Thursday, October 27, 2016

Close The Deal: 5 Ways to Make Your Next Sales Meeting More Productive

Last week my blog focused on tips for running a productive business meeting. As I was writing, my mind naturally transitioned from internal meetings to sales calls: At its core, Shamrock is a sales organization. And because I spent years as a straight-commission sales rep, I have some experience regarding what works to set the stage for a more effective sales meeting. Now, as an executive, this type of structure is what I appreciate when a salesperson calls on me:
  1. Reconfirm the start and end time. This helps to keep the meeting on track and sends the message to your customer that you value his/her time.
  2. Reiterate the reason for the meeting. Are you reviewing an existing order? Planning to introduce a new product or solution? Be specific. And also, be flexible: The client might have more pressing issues that have come up since you scheduled the meeting a week ago; be ready to pivot and redirect to best meet your customer’s needs.
  3. Be Prepared. To maximize meeting productivity, make sure you have all the
    information you need by preparing questions before you get there. 
  4. Ask questions. Set the tone for your meeting by letting your customer know that this isn’t a one-way sales pitch: “I’m sure you’re going to have questions for me—I know l have questions for you.” This is a subliminal way to hint that communication is two-way street. 
  5. Identify next steps. Make a list of actionable items throughout the meeting. Identify what needs to be done to move the sales process along—maybe there are benchmarks that you’ll need to hit to move the process forward. Remember: Not every meeting results in a sale. It could be that there is no future—and that’s ok, too. Either way, you want to know where you stand before you leave the meeting.
Sales is all about serving the customer: Let them be heard—and then really hear what they have to say. The rest is all about following up with quality products/services and personal service. At the end of day, regardless of our industry or market, we all want to work with a sales rep who just gets us—and then gets it done.

Good luck,
Tim Connor

Wednesday, October 19, 2016

Stop Wasting Time: 4 Tips for Running an Effective Meeting

Workplace studies show that most of us aren’t fully engaged during work meetings. On average, 91% of us daydream during meetings and a surprising 39% admit to falling asleep. Maybe that’s because we have too many meetings on our calendars: Americans attend an average of 60+ meetings each month; and with half of every meeting flagged as wasted time, that equals 31 unproductive hours per month. That’s a lot of lost time—and money.

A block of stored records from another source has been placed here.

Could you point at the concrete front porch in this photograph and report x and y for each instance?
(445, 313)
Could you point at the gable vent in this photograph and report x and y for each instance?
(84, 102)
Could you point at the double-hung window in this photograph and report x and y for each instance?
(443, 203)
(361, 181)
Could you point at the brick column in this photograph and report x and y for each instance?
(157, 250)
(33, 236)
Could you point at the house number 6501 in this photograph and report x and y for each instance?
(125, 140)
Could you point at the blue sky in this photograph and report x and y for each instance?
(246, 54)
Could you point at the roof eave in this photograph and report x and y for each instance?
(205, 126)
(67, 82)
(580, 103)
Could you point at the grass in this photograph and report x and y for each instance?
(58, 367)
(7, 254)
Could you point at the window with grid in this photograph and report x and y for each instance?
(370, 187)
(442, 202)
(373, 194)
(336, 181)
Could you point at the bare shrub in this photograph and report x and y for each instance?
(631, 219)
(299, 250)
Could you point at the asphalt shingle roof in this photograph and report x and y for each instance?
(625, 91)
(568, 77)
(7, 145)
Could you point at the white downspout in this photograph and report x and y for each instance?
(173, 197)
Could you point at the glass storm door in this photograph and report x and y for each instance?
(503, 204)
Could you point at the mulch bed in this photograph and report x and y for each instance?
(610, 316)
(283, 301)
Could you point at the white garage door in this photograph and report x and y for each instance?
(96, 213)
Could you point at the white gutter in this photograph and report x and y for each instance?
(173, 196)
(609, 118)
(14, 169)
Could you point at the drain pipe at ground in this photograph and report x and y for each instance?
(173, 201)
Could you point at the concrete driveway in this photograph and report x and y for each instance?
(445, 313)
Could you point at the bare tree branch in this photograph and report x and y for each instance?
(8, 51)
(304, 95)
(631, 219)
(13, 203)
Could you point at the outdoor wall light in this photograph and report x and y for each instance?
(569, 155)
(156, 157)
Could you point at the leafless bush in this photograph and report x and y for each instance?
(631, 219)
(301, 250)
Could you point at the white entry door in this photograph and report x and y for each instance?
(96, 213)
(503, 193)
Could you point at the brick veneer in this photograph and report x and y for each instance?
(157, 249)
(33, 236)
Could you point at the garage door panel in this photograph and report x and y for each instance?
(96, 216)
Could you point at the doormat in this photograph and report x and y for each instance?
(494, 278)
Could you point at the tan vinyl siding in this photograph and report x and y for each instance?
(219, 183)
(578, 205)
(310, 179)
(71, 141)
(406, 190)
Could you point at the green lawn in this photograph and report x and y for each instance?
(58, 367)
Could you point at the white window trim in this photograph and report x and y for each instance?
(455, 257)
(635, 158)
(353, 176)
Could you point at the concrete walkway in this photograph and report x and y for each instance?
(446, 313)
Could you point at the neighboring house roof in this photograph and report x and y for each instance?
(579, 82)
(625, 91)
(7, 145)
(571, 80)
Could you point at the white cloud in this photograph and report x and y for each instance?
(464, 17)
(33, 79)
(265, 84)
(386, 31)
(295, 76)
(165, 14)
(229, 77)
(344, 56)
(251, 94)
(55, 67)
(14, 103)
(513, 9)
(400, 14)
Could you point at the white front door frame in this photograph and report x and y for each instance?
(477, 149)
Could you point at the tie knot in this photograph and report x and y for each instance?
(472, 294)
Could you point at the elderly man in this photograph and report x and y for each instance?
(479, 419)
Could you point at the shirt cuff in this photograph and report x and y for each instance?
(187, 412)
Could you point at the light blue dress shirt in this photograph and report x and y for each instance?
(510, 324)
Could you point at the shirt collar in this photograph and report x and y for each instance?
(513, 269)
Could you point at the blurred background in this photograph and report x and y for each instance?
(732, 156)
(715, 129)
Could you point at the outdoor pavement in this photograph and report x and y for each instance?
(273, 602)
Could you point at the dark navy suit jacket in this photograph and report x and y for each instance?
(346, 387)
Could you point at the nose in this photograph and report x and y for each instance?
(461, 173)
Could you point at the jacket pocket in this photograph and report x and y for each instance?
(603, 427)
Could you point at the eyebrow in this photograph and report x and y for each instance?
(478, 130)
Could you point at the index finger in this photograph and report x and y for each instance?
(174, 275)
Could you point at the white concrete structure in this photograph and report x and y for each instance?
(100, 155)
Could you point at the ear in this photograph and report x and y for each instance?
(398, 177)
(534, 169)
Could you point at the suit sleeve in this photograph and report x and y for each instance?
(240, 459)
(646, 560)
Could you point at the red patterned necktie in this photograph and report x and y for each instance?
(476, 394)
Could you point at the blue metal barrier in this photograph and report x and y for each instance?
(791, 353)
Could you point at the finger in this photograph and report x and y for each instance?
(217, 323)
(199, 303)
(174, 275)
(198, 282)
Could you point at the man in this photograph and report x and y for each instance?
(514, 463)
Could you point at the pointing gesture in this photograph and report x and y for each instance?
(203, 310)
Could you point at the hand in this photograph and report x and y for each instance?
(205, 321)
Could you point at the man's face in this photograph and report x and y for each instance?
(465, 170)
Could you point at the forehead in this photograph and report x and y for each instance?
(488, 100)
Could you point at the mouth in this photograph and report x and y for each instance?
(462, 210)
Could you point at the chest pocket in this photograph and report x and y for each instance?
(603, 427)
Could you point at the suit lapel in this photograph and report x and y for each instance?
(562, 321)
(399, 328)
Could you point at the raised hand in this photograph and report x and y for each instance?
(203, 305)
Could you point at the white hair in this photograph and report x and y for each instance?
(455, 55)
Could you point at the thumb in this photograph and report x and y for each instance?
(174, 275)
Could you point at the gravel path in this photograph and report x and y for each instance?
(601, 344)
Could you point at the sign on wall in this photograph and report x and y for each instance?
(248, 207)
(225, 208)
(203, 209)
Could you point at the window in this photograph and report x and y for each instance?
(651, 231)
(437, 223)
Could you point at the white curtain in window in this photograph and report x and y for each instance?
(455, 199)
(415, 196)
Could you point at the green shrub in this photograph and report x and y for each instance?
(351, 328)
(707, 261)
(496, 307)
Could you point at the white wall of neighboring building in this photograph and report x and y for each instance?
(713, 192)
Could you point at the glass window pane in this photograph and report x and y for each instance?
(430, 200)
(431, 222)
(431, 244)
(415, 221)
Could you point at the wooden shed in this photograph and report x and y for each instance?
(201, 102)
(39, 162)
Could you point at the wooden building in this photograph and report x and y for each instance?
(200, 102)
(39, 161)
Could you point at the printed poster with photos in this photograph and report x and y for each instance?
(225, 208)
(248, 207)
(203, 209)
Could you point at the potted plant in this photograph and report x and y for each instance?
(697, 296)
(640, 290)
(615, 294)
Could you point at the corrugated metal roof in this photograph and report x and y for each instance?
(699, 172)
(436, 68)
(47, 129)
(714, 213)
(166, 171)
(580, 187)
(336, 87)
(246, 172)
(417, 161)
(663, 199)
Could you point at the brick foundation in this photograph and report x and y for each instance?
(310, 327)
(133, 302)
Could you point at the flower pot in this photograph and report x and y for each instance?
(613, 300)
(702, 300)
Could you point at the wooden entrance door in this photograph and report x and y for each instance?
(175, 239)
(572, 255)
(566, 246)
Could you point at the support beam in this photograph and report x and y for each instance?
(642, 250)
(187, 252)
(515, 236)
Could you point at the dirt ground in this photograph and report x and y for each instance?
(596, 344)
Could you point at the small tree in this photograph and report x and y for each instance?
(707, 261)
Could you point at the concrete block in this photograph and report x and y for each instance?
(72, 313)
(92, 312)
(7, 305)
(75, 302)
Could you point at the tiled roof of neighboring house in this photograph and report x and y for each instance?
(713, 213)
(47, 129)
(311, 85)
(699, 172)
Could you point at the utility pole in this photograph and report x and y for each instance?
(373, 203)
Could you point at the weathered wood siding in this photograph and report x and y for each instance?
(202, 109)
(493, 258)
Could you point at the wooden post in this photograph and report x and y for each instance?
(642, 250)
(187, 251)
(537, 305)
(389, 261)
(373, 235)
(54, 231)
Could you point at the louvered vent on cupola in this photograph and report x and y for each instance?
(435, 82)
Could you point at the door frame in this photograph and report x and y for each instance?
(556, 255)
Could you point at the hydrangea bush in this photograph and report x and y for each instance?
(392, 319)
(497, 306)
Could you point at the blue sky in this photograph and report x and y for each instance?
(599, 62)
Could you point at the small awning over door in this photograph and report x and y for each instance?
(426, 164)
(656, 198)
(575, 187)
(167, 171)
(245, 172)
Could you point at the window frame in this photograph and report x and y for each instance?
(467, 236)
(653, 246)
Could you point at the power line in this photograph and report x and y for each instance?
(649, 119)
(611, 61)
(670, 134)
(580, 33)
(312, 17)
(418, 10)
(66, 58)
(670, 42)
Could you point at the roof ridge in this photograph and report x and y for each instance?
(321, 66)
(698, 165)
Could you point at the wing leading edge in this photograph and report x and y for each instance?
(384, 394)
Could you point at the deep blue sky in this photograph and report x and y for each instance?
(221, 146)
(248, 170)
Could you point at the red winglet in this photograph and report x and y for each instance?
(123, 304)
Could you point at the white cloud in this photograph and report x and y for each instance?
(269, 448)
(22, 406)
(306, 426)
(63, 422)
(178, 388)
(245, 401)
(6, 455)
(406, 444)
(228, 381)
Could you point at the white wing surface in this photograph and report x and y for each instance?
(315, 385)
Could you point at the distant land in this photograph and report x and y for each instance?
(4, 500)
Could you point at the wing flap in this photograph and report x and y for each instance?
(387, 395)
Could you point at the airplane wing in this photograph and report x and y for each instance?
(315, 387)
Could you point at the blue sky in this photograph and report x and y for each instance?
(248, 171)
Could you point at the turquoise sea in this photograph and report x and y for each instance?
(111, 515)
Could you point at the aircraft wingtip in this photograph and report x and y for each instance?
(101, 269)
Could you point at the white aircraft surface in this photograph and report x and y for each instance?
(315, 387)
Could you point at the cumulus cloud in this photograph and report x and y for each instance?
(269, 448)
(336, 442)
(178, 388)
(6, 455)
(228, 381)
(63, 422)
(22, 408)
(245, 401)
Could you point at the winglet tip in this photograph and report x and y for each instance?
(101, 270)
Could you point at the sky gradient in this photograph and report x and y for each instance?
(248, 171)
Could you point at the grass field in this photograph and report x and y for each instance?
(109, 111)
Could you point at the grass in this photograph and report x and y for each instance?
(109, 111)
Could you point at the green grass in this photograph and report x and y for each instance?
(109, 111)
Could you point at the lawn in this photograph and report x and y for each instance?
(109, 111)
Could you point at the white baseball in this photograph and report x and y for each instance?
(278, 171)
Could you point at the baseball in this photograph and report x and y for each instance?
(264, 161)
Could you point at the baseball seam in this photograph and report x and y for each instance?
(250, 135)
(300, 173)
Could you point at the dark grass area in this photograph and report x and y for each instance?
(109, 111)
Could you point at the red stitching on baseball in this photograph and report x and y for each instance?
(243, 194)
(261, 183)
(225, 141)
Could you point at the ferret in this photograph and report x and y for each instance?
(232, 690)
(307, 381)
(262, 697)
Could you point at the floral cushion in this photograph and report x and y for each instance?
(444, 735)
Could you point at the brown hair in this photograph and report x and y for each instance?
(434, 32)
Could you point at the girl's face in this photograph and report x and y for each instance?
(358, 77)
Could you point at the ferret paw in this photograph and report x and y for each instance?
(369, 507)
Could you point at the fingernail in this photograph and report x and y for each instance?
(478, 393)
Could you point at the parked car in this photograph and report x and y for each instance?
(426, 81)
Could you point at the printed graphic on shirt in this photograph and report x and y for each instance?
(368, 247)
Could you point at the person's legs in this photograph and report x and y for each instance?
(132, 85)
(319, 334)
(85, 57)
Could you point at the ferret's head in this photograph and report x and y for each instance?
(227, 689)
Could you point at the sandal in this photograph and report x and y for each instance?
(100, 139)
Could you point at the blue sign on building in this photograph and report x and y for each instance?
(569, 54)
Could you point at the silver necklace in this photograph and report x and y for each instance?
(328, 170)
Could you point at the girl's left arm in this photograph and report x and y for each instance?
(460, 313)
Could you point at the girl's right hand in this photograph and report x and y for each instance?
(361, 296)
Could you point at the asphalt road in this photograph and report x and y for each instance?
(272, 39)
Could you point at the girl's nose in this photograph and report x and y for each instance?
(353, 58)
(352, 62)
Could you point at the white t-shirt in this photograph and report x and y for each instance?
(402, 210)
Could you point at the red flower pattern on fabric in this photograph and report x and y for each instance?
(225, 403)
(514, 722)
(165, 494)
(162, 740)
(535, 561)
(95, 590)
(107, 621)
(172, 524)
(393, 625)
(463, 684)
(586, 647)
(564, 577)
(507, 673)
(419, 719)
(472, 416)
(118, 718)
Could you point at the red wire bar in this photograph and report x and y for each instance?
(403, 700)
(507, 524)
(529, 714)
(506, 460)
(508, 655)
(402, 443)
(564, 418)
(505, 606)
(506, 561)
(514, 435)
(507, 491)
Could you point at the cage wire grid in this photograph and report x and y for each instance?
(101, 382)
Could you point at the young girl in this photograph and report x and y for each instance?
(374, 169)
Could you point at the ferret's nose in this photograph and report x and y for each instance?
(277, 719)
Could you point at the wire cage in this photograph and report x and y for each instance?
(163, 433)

But, the fact remains that internal business meetings are essential for gathering people together to share ideas, garner input and solve problems. So, how we do we make meetings more productive? Author, radio host and business guru, Dave Ramsey, offers some advice that I think is worth sharing. Here’s a quick summary of his four pointers for effective meetings:
  1. Set A Time Limit. We’ve all been there: The runaway meeting that goes on and on, taking twice as long as necessary. This is why every meeting requires a set time limit. Then, if the discussion gets off-track, you can remind everyone that time is limited. If an issue isn’t resolved or needs more attention, delegate: Assign someone to work on it and report back. Then, more on.
  2. Stick To An Agenda. Productive meetings require a framework: Set an agenda and send it to all participants in advance so that they can prepare. And then once the meeting begins, stick to it. A set agenda keeps the discussion on-topic and on-task. 
  3. Stand Your Ground. Ramsey says that if team members aren’t picking up verbal cues that a meeting is over, simply stand up. If that doesn’t work, head towards the door. 
  4. Change The Scenery. Spark your team’s creativity by trying different locations for meetings. Move out of the conference room and take it outside or head to the corner coffee shop; set up your brainstorming session in the warehouse or meet in your company lounge. Why not solicit ideas from your team? A change in locale is a great way to mix things up and engage participants, particularly for a regularly scheduled/standing meeting.
Work meetings aren’t going anywhere—they are a necessary part of everyday operations for many of our businesses. Implementing these simple, practical ideas can help you make those sessions more productive, and even, enjoyable.